The advantage? No debt financing means no UDFI, no UBIT. The transaction stays entirely within the IRA's tax-sheltered structure.
The cash from the partial sale can then be distributed under normal IRA rules (subject to age requirements and standard income tax, but without the complications of debt-financed income).
Partials aren't perfect: they reduce your future income from the note, and the buyer will apply a discount to meet their yield requirement. But for SDIRA holders who need cash and want to avoid the UDFI question entirely, it's a clean option.
Option 3: Use Assets Outside the IRA
This is the option that catches most people by surprise.
If you have assets outside your retirement account (another note, real estate equity, or other collateral), you can use those as collateral for a loan from us. Your IRA stays completely untouched. No distributions, no UBIT, no UDFI, no complications with your custodian.
We had a client in Arizona who held a $280,000 note in her Roth IRA and a $180,000 note in her personal name. She needed $90,000 for a family obligation. She used the personal note as collateral for a loan from us. Her IRA didn't enter the picture at all. She got her cash, kept both notes, and the Roth IRA kept compounding tax-free.
If you hold notes both inside and outside your retirement account, this is often the simplest and most tax-efficient path.
Questions to Ask Your Custodian
Before you make a decision, have a conversation with your SDIRA custodian and your CPA. Here are the specific questions to ask:
- Does my custodian allow debt financing within the IRA? Not all custodians support this. Some will, but with additional requirements or fees.

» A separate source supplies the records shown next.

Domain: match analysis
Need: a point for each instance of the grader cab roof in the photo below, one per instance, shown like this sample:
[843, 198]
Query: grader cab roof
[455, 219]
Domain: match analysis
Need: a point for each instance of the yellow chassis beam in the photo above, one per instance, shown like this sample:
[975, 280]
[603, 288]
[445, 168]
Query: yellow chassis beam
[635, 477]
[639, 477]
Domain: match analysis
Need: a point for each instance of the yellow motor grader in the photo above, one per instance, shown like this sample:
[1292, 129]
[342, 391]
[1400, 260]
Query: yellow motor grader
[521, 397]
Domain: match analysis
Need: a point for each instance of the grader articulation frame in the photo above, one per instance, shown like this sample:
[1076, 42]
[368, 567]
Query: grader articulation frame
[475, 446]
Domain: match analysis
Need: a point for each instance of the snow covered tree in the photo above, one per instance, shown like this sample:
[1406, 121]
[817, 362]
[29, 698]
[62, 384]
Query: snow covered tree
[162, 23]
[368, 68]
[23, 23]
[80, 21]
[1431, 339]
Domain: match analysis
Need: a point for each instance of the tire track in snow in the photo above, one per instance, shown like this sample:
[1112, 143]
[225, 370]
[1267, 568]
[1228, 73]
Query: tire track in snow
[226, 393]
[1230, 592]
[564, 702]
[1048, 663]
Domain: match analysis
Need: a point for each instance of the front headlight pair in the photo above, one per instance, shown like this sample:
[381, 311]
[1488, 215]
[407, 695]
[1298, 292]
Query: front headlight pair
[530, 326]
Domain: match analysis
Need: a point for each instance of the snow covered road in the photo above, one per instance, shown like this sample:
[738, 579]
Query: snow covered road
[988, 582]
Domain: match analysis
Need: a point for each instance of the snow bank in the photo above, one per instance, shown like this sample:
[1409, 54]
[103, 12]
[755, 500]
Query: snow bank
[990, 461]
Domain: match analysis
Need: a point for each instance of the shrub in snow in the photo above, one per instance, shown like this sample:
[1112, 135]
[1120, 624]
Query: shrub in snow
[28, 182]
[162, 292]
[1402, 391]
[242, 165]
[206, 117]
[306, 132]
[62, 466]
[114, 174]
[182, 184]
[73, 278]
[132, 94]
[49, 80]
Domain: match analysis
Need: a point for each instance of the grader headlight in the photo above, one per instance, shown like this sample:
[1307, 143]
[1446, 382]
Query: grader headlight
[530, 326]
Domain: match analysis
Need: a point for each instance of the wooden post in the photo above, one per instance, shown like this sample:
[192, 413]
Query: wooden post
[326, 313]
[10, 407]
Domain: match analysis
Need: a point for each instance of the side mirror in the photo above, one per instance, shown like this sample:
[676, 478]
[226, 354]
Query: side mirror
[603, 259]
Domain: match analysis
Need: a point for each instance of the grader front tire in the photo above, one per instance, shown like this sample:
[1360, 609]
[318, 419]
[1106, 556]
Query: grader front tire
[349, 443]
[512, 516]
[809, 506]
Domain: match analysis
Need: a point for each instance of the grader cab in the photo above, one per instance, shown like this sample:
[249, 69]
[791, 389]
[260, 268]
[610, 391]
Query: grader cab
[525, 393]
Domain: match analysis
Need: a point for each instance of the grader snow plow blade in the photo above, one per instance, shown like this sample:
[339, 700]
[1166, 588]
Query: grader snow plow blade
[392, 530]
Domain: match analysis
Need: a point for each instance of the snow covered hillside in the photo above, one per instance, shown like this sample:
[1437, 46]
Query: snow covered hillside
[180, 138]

- What are the UDFI implications for my specific situation? Your CPA can model the actual tax cost of debt-financed income inside your IRA.
- Can I sell a partial note from within my IRA? The custodian needs to handle the transaction documents. Confirm they support partial note sales.
- What's the process for transferring assignment documents? Whether you're doing a partial sale or hypothecation, the custodian holds the assets and needs to sign or authorize the paperwork.
Getting clear answers to these questions will narrow your options quickly and save you from going down a path that doesn't work with your specific custodial arrangement.
Not Sure Which Option Fits?
SDIRA liquidity decisions sit at the intersection of tax law, retirement planning, and note finance. There's no one-size-fits-all answer.
Tell us about your situation and we'll walk through the considerations with you and your tax professional. Victor Wagner, our partner and retired IRS agent with 40 years in real estate, has extensive experience with these structures. We can discuss what makes sense for your specific setup.
No obligation, no pressure. Just an honest conversation about what's possible.
For more on how hypothecation works generally, see our guide to note hypothecation. For the tax side, see taxes when selling a mortgage note. For estate planning considerations (which often overlap with SDIRA planning), see estate planning with a mortgage note.
Frequently Asked Questions
Can my SDIRA take out a loan against a note it holds?
It depends on your custodian and the type of IRA. Many SDIRA custodians allow debt financing, but it triggers UDFI (Unrelated Debt Financing Income), which is subject to UBIT (Unrelated Business Income Tax). Your CPA can calculate the actual tax impact for your situation. Some custodians don't support debt financing at all.
Is UBIT a dealbreaker?
Not necessarily. UBIT is a tax on the portion of income attributable to debt financing. Depending on the loan-to-value ratio and your IRA's overall income, the UBIT cost may be modest. In some cases it's worth paying; in others, a partial sale or using outside assets is a better path. Run the numbers with your CPA before deciding.
Can I move a note from my IRA to my personal name?
Technically, yes, but it's treated as a distribution. You'd owe income tax on the fair market value of the note (and a 10% penalty if you're under 59 and a half). In most cases, this defeats the purpose. It's usually better to work within the IRA structure or use assets outside the account.